For instance, in this collection, some of the computers that were imaged were household computers used by the entire family. In such a case, it may not always be straightforward to identify ownership of specific files, presenting issues of both privacy and copyright. These issues are more properly decided by the processing archivist, but we can help identify, for instance, particular directories or certain file names that appear to be associated with a particular family member.
Similarly, we were able to identify directories and files where Creeley stored classroom writings by his students. Fair-use copyright exemptions may apply to these items, and the work of other writers has been included in the collection on this basis (for instance, drafts of writings reviewed by Creeley and saved on his computers).
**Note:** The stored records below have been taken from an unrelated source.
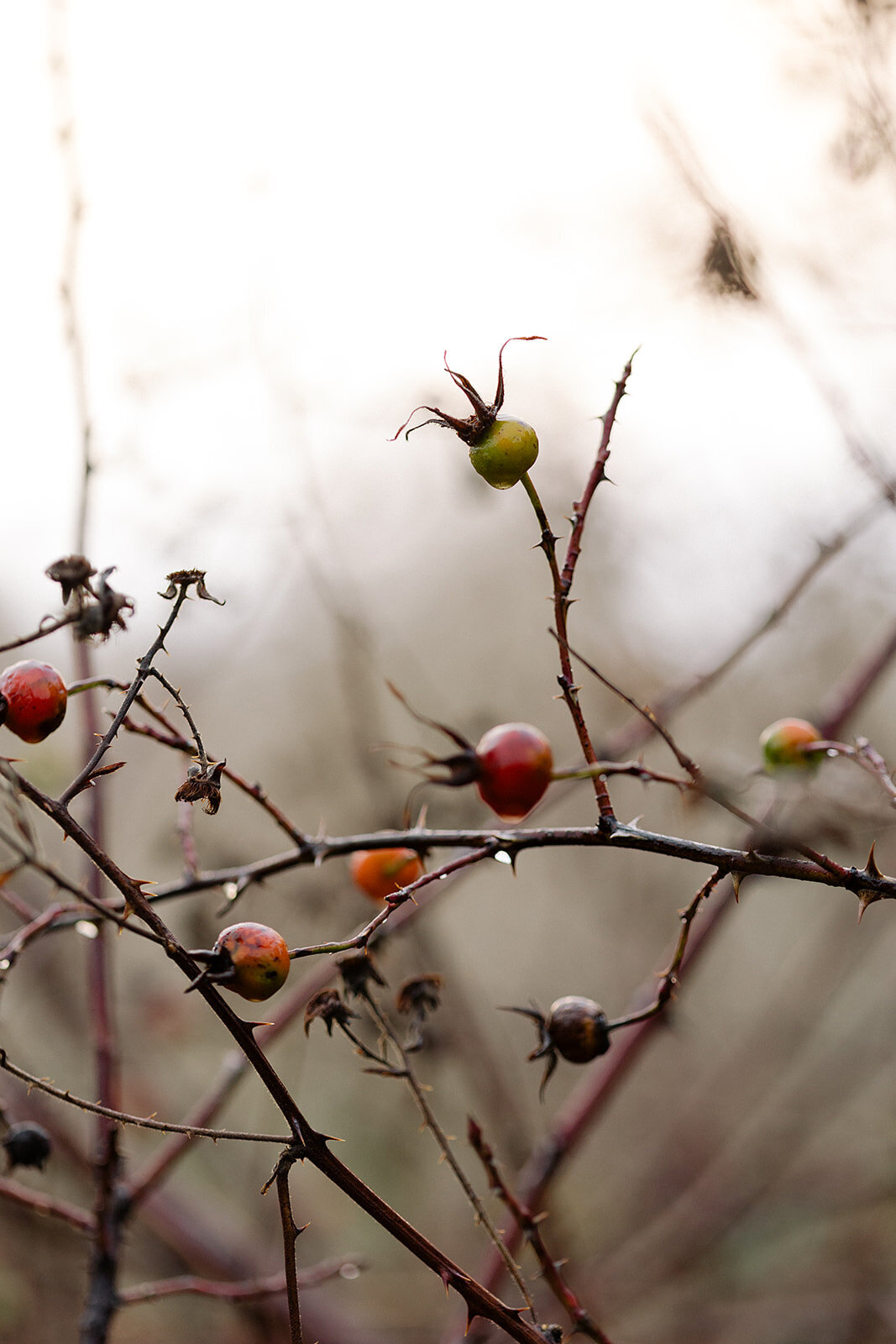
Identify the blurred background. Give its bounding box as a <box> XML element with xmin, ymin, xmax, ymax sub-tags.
<box><xmin>0</xmin><ymin>0</ymin><xmax>896</xmax><ymax>1344</ymax></box>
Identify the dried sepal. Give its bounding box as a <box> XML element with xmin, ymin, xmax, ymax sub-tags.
<box><xmin>305</xmin><ymin>990</ymin><xmax>359</xmax><ymax>1037</ymax></box>
<box><xmin>175</xmin><ymin>759</ymin><xmax>227</xmax><ymax>817</ymax></box>
<box><xmin>395</xmin><ymin>972</ymin><xmax>442</xmax><ymax>1019</ymax></box>
<box><xmin>43</xmin><ymin>555</ymin><xmax>97</xmax><ymax>606</ymax></box>
<box><xmin>392</xmin><ymin>336</ymin><xmax>545</xmax><ymax>446</ymax></box>
<box><xmin>336</xmin><ymin>952</ymin><xmax>385</xmax><ymax>999</ymax></box>
<box><xmin>159</xmin><ymin>570</ymin><xmax>224</xmax><ymax>606</ymax></box>
<box><xmin>76</xmin><ymin>564</ymin><xmax>134</xmax><ymax>640</ymax></box>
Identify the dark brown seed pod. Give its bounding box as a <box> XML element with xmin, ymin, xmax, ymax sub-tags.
<box><xmin>3</xmin><ymin>1120</ymin><xmax>52</xmax><ymax>1171</ymax></box>
<box><xmin>544</xmin><ymin>995</ymin><xmax>610</xmax><ymax>1064</ymax></box>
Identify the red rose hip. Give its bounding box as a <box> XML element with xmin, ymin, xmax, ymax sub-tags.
<box><xmin>0</xmin><ymin>659</ymin><xmax>69</xmax><ymax>742</ymax></box>
<box><xmin>475</xmin><ymin>723</ymin><xmax>553</xmax><ymax>822</ymax></box>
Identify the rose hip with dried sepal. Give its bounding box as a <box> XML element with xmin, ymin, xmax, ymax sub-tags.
<box><xmin>186</xmin><ymin>922</ymin><xmax>289</xmax><ymax>1003</ymax></box>
<box><xmin>395</xmin><ymin>336</ymin><xmax>544</xmax><ymax>491</ymax></box>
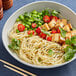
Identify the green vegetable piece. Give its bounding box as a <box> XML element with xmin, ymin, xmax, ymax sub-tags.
<box><xmin>8</xmin><ymin>39</ymin><xmax>20</xmax><ymax>50</ymax></box>
<box><xmin>26</xmin><ymin>22</ymin><xmax>31</xmax><ymax>25</ymax></box>
<box><xmin>72</xmin><ymin>28</ymin><xmax>76</xmax><ymax>30</ymax></box>
<box><xmin>38</xmin><ymin>22</ymin><xmax>42</xmax><ymax>26</ymax></box>
<box><xmin>51</xmin><ymin>10</ymin><xmax>59</xmax><ymax>16</ymax></box>
<box><xmin>59</xmin><ymin>27</ymin><xmax>66</xmax><ymax>37</ymax></box>
<box><xmin>38</xmin><ymin>12</ymin><xmax>42</xmax><ymax>16</ymax></box>
<box><xmin>29</xmin><ymin>33</ymin><xmax>32</xmax><ymax>37</ymax></box>
<box><xmin>28</xmin><ymin>18</ymin><xmax>34</xmax><ymax>22</ymax></box>
<box><xmin>25</xmin><ymin>24</ymin><xmax>30</xmax><ymax>28</ymax></box>
<box><xmin>38</xmin><ymin>58</ymin><xmax>42</xmax><ymax>62</ymax></box>
<box><xmin>16</xmin><ymin>29</ymin><xmax>20</xmax><ymax>33</ymax></box>
<box><xmin>32</xmin><ymin>10</ymin><xmax>38</xmax><ymax>14</ymax></box>
<box><xmin>16</xmin><ymin>18</ymin><xmax>20</xmax><ymax>22</ymax></box>
<box><xmin>48</xmin><ymin>49</ymin><xmax>54</xmax><ymax>55</ymax></box>
<box><xmin>41</xmin><ymin>29</ymin><xmax>51</xmax><ymax>35</ymax></box>
<box><xmin>19</xmin><ymin>15</ymin><xmax>24</xmax><ymax>20</ymax></box>
<box><xmin>71</xmin><ymin>36</ymin><xmax>76</xmax><ymax>46</ymax></box>
<box><xmin>65</xmin><ymin>39</ymin><xmax>71</xmax><ymax>45</ymax></box>
<box><xmin>64</xmin><ymin>48</ymin><xmax>74</xmax><ymax>61</ymax></box>
<box><xmin>25</xmin><ymin>28</ymin><xmax>27</xmax><ymax>31</ymax></box>
<box><xmin>42</xmin><ymin>9</ymin><xmax>50</xmax><ymax>16</ymax></box>
<box><xmin>24</xmin><ymin>12</ymin><xmax>31</xmax><ymax>18</ymax></box>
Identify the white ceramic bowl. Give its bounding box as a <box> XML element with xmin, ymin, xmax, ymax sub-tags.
<box><xmin>2</xmin><ymin>1</ymin><xmax>76</xmax><ymax>68</ymax></box>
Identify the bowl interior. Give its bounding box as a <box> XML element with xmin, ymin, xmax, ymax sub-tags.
<box><xmin>2</xmin><ymin>1</ymin><xmax>76</xmax><ymax>68</ymax></box>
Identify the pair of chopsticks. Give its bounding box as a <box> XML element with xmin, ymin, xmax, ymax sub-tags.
<box><xmin>0</xmin><ymin>59</ymin><xmax>36</xmax><ymax>76</ymax></box>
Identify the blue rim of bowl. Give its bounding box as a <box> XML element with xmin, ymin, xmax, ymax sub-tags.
<box><xmin>2</xmin><ymin>1</ymin><xmax>76</xmax><ymax>69</ymax></box>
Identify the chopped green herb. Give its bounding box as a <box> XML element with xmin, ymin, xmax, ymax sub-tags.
<box><xmin>65</xmin><ymin>39</ymin><xmax>71</xmax><ymax>45</ymax></box>
<box><xmin>48</xmin><ymin>49</ymin><xmax>54</xmax><ymax>55</ymax></box>
<box><xmin>59</xmin><ymin>27</ymin><xmax>66</xmax><ymax>37</ymax></box>
<box><xmin>29</xmin><ymin>33</ymin><xmax>32</xmax><ymax>37</ymax></box>
<box><xmin>8</xmin><ymin>39</ymin><xmax>20</xmax><ymax>50</ymax></box>
<box><xmin>38</xmin><ymin>58</ymin><xmax>42</xmax><ymax>62</ymax></box>
<box><xmin>71</xmin><ymin>36</ymin><xmax>76</xmax><ymax>46</ymax></box>
<box><xmin>51</xmin><ymin>10</ymin><xmax>60</xmax><ymax>16</ymax></box>
<box><xmin>41</xmin><ymin>29</ymin><xmax>51</xmax><ymax>35</ymax></box>
<box><xmin>16</xmin><ymin>29</ymin><xmax>20</xmax><ymax>33</ymax></box>
<box><xmin>72</xmin><ymin>28</ymin><xmax>76</xmax><ymax>30</ymax></box>
<box><xmin>64</xmin><ymin>36</ymin><xmax>76</xmax><ymax>61</ymax></box>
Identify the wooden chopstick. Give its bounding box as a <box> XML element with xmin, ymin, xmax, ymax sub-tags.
<box><xmin>4</xmin><ymin>65</ymin><xmax>27</xmax><ymax>76</ymax></box>
<box><xmin>0</xmin><ymin>59</ymin><xmax>36</xmax><ymax>76</ymax></box>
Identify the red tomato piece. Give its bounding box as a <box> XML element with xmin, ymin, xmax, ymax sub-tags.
<box><xmin>43</xmin><ymin>15</ymin><xmax>50</xmax><ymax>23</ymax></box>
<box><xmin>36</xmin><ymin>27</ymin><xmax>41</xmax><ymax>34</ymax></box>
<box><xmin>51</xmin><ymin>30</ymin><xmax>57</xmax><ymax>34</ymax></box>
<box><xmin>50</xmin><ymin>16</ymin><xmax>59</xmax><ymax>21</ymax></box>
<box><xmin>32</xmin><ymin>23</ymin><xmax>37</xmax><ymax>28</ymax></box>
<box><xmin>28</xmin><ymin>30</ymin><xmax>34</xmax><ymax>35</ymax></box>
<box><xmin>57</xmin><ymin>28</ymin><xmax>60</xmax><ymax>33</ymax></box>
<box><xmin>39</xmin><ymin>32</ymin><xmax>46</xmax><ymax>39</ymax></box>
<box><xmin>18</xmin><ymin>24</ymin><xmax>25</xmax><ymax>32</ymax></box>
<box><xmin>50</xmin><ymin>16</ymin><xmax>53</xmax><ymax>20</ymax></box>
<box><xmin>47</xmin><ymin>36</ymin><xmax>52</xmax><ymax>41</ymax></box>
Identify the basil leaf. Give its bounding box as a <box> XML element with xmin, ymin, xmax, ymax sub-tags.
<box><xmin>59</xmin><ymin>27</ymin><xmax>66</xmax><ymax>37</ymax></box>
<box><xmin>51</xmin><ymin>10</ymin><xmax>60</xmax><ymax>16</ymax></box>
<box><xmin>29</xmin><ymin>33</ymin><xmax>32</xmax><ymax>37</ymax></box>
<box><xmin>8</xmin><ymin>39</ymin><xmax>20</xmax><ymax>50</ymax></box>
<box><xmin>64</xmin><ymin>48</ymin><xmax>74</xmax><ymax>61</ymax></box>
<box><xmin>72</xmin><ymin>28</ymin><xmax>76</xmax><ymax>30</ymax></box>
<box><xmin>24</xmin><ymin>12</ymin><xmax>31</xmax><ymax>18</ymax></box>
<box><xmin>65</xmin><ymin>39</ymin><xmax>71</xmax><ymax>45</ymax></box>
<box><xmin>41</xmin><ymin>29</ymin><xmax>51</xmax><ymax>35</ymax></box>
<box><xmin>16</xmin><ymin>29</ymin><xmax>20</xmax><ymax>33</ymax></box>
<box><xmin>42</xmin><ymin>9</ymin><xmax>50</xmax><ymax>16</ymax></box>
<box><xmin>71</xmin><ymin>36</ymin><xmax>76</xmax><ymax>45</ymax></box>
<box><xmin>48</xmin><ymin>49</ymin><xmax>54</xmax><ymax>55</ymax></box>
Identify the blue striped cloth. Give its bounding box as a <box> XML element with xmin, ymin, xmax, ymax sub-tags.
<box><xmin>0</xmin><ymin>0</ymin><xmax>76</xmax><ymax>76</ymax></box>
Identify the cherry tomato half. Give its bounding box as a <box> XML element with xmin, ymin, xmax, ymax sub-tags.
<box><xmin>36</xmin><ymin>27</ymin><xmax>41</xmax><ymax>34</ymax></box>
<box><xmin>28</xmin><ymin>30</ymin><xmax>34</xmax><ymax>35</ymax></box>
<box><xmin>32</xmin><ymin>23</ymin><xmax>37</xmax><ymax>28</ymax></box>
<box><xmin>51</xmin><ymin>30</ymin><xmax>57</xmax><ymax>34</ymax></box>
<box><xmin>18</xmin><ymin>24</ymin><xmax>25</xmax><ymax>32</ymax></box>
<box><xmin>43</xmin><ymin>15</ymin><xmax>50</xmax><ymax>23</ymax></box>
<box><xmin>47</xmin><ymin>36</ymin><xmax>52</xmax><ymax>41</ymax></box>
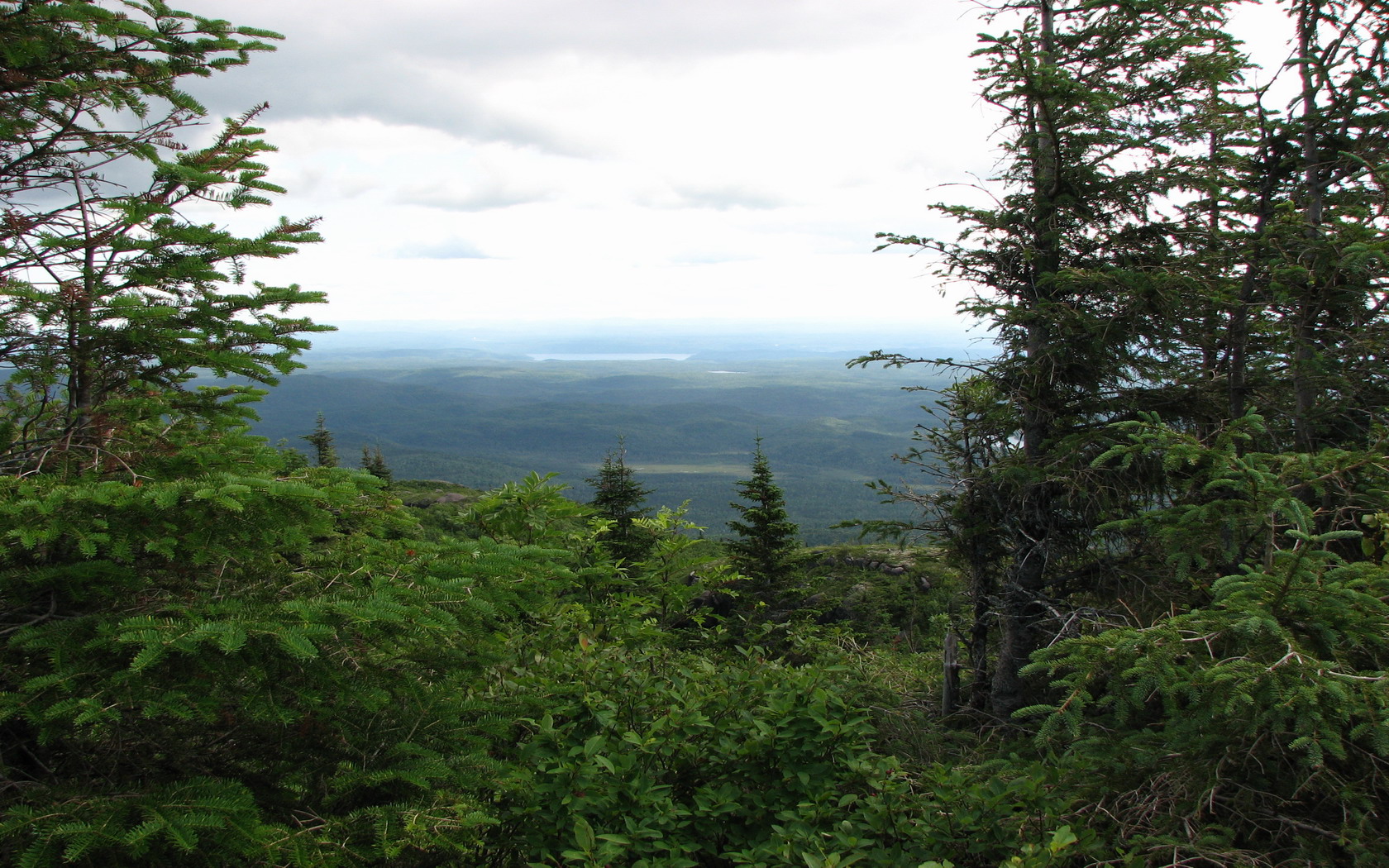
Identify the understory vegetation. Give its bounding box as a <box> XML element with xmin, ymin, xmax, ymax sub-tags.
<box><xmin>0</xmin><ymin>0</ymin><xmax>1389</xmax><ymax>868</ymax></box>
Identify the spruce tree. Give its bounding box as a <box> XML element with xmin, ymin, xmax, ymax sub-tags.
<box><xmin>0</xmin><ymin>0</ymin><xmax>566</xmax><ymax>868</ymax></box>
<box><xmin>727</xmin><ymin>437</ymin><xmax>800</xmax><ymax>592</ymax></box>
<box><xmin>300</xmin><ymin>413</ymin><xmax>337</xmax><ymax>466</ymax></box>
<box><xmin>0</xmin><ymin>0</ymin><xmax>327</xmax><ymax>472</ymax></box>
<box><xmin>870</xmin><ymin>0</ymin><xmax>1242</xmax><ymax>715</ymax></box>
<box><xmin>585</xmin><ymin>437</ymin><xmax>656</xmax><ymax>564</ymax></box>
<box><xmin>361</xmin><ymin>446</ymin><xmax>392</xmax><ymax>484</ymax></box>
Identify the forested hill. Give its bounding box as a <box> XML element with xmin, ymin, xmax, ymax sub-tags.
<box><xmin>254</xmin><ymin>329</ymin><xmax>960</xmax><ymax>545</ymax></box>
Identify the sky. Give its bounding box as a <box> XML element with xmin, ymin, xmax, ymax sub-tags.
<box><xmin>180</xmin><ymin>0</ymin><xmax>1294</xmax><ymax>329</ymax></box>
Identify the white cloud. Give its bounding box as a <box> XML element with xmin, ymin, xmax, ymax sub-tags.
<box><xmin>174</xmin><ymin>0</ymin><xmax>990</xmax><ymax>330</ymax></box>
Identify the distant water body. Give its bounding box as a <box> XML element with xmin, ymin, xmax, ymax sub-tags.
<box><xmin>527</xmin><ymin>353</ymin><xmax>693</xmax><ymax>361</ymax></box>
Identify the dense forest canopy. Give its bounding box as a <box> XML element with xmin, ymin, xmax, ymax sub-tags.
<box><xmin>0</xmin><ymin>0</ymin><xmax>1389</xmax><ymax>868</ymax></box>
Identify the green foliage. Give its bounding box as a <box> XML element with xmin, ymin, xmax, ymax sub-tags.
<box><xmin>727</xmin><ymin>437</ymin><xmax>804</xmax><ymax>593</ymax></box>
<box><xmin>493</xmin><ymin>601</ymin><xmax>1083</xmax><ymax>868</ymax></box>
<box><xmin>1024</xmin><ymin>418</ymin><xmax>1389</xmax><ymax>866</ymax></box>
<box><xmin>0</xmin><ymin>438</ymin><xmax>580</xmax><ymax>866</ymax></box>
<box><xmin>361</xmin><ymin>446</ymin><xmax>394</xmax><ymax>484</ymax></box>
<box><xmin>462</xmin><ymin>471</ymin><xmax>596</xmax><ymax>550</ymax></box>
<box><xmin>0</xmin><ymin>0</ymin><xmax>323</xmax><ymax>472</ymax></box>
<box><xmin>585</xmin><ymin>437</ymin><xmax>656</xmax><ymax>564</ymax></box>
<box><xmin>300</xmin><ymin>413</ymin><xmax>337</xmax><ymax>466</ymax></box>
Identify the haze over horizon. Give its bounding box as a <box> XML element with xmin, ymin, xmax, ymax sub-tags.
<box><xmin>170</xmin><ymin>0</ymin><xmax>1281</xmax><ymax>327</ymax></box>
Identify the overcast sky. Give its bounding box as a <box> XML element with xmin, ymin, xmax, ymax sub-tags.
<box><xmin>182</xmin><ymin>0</ymin><xmax>1294</xmax><ymax>327</ymax></box>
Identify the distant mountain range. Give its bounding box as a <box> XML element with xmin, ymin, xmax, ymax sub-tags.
<box><xmin>255</xmin><ymin>325</ymin><xmax>983</xmax><ymax>545</ymax></box>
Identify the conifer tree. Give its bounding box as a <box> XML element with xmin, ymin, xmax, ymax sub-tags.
<box><xmin>727</xmin><ymin>437</ymin><xmax>800</xmax><ymax>592</ymax></box>
<box><xmin>868</xmin><ymin>0</ymin><xmax>1242</xmax><ymax>715</ymax></box>
<box><xmin>585</xmin><ymin>437</ymin><xmax>656</xmax><ymax>564</ymax></box>
<box><xmin>300</xmin><ymin>413</ymin><xmax>337</xmax><ymax>466</ymax></box>
<box><xmin>0</xmin><ymin>0</ymin><xmax>566</xmax><ymax>868</ymax></box>
<box><xmin>361</xmin><ymin>446</ymin><xmax>392</xmax><ymax>484</ymax></box>
<box><xmin>0</xmin><ymin>0</ymin><xmax>327</xmax><ymax>472</ymax></box>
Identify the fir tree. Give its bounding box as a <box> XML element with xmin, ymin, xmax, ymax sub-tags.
<box><xmin>361</xmin><ymin>446</ymin><xmax>392</xmax><ymax>484</ymax></box>
<box><xmin>585</xmin><ymin>437</ymin><xmax>656</xmax><ymax>564</ymax></box>
<box><xmin>727</xmin><ymin>437</ymin><xmax>800</xmax><ymax>592</ymax></box>
<box><xmin>300</xmin><ymin>413</ymin><xmax>337</xmax><ymax>466</ymax></box>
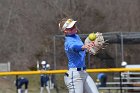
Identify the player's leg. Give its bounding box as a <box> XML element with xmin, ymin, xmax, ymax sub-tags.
<box><xmin>40</xmin><ymin>76</ymin><xmax>44</xmax><ymax>93</ymax></box>
<box><xmin>85</xmin><ymin>75</ymin><xmax>99</xmax><ymax>93</ymax></box>
<box><xmin>24</xmin><ymin>81</ymin><xmax>29</xmax><ymax>93</ymax></box>
<box><xmin>64</xmin><ymin>71</ymin><xmax>83</xmax><ymax>93</ymax></box>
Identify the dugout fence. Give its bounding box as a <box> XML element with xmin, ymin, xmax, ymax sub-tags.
<box><xmin>0</xmin><ymin>32</ymin><xmax>140</xmax><ymax>93</ymax></box>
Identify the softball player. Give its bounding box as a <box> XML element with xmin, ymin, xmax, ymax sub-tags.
<box><xmin>15</xmin><ymin>77</ymin><xmax>29</xmax><ymax>93</ymax></box>
<box><xmin>59</xmin><ymin>18</ymin><xmax>99</xmax><ymax>93</ymax></box>
<box><xmin>40</xmin><ymin>61</ymin><xmax>50</xmax><ymax>93</ymax></box>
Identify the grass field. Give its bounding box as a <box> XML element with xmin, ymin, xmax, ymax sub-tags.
<box><xmin>0</xmin><ymin>75</ymin><xmax>67</xmax><ymax>93</ymax></box>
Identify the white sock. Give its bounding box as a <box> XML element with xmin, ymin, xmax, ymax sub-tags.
<box><xmin>40</xmin><ymin>87</ymin><xmax>44</xmax><ymax>93</ymax></box>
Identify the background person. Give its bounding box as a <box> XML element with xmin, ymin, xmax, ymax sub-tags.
<box><xmin>15</xmin><ymin>77</ymin><xmax>29</xmax><ymax>93</ymax></box>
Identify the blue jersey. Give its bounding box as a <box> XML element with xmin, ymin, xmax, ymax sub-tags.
<box><xmin>64</xmin><ymin>34</ymin><xmax>86</xmax><ymax>68</ymax></box>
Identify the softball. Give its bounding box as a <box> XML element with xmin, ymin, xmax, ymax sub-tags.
<box><xmin>88</xmin><ymin>33</ymin><xmax>96</xmax><ymax>41</ymax></box>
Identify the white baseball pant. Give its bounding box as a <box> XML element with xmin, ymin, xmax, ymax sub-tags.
<box><xmin>64</xmin><ymin>69</ymin><xmax>99</xmax><ymax>93</ymax></box>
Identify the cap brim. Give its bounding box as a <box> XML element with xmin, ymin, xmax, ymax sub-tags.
<box><xmin>66</xmin><ymin>21</ymin><xmax>77</xmax><ymax>28</ymax></box>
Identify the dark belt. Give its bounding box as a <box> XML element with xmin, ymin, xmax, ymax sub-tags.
<box><xmin>77</xmin><ymin>67</ymin><xmax>86</xmax><ymax>71</ymax></box>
However, as a learning institution, we must take particular care to protect the privacy rights of all students. Here again, we would want to call the processing archivist’s attention to the presence and locations of these items. The processing archivist would then be able to review this context and conduct a proper privacy and copyright assessment before deciding whether these items need to be restricted.
As we build experience working with a variety of donated materials, we can advise on common privacy-related issues that we have come across in our collections. With every collection, we refine our process and strive to make our collections more accessible, while also protecting the privacy of the individuals who appear in them.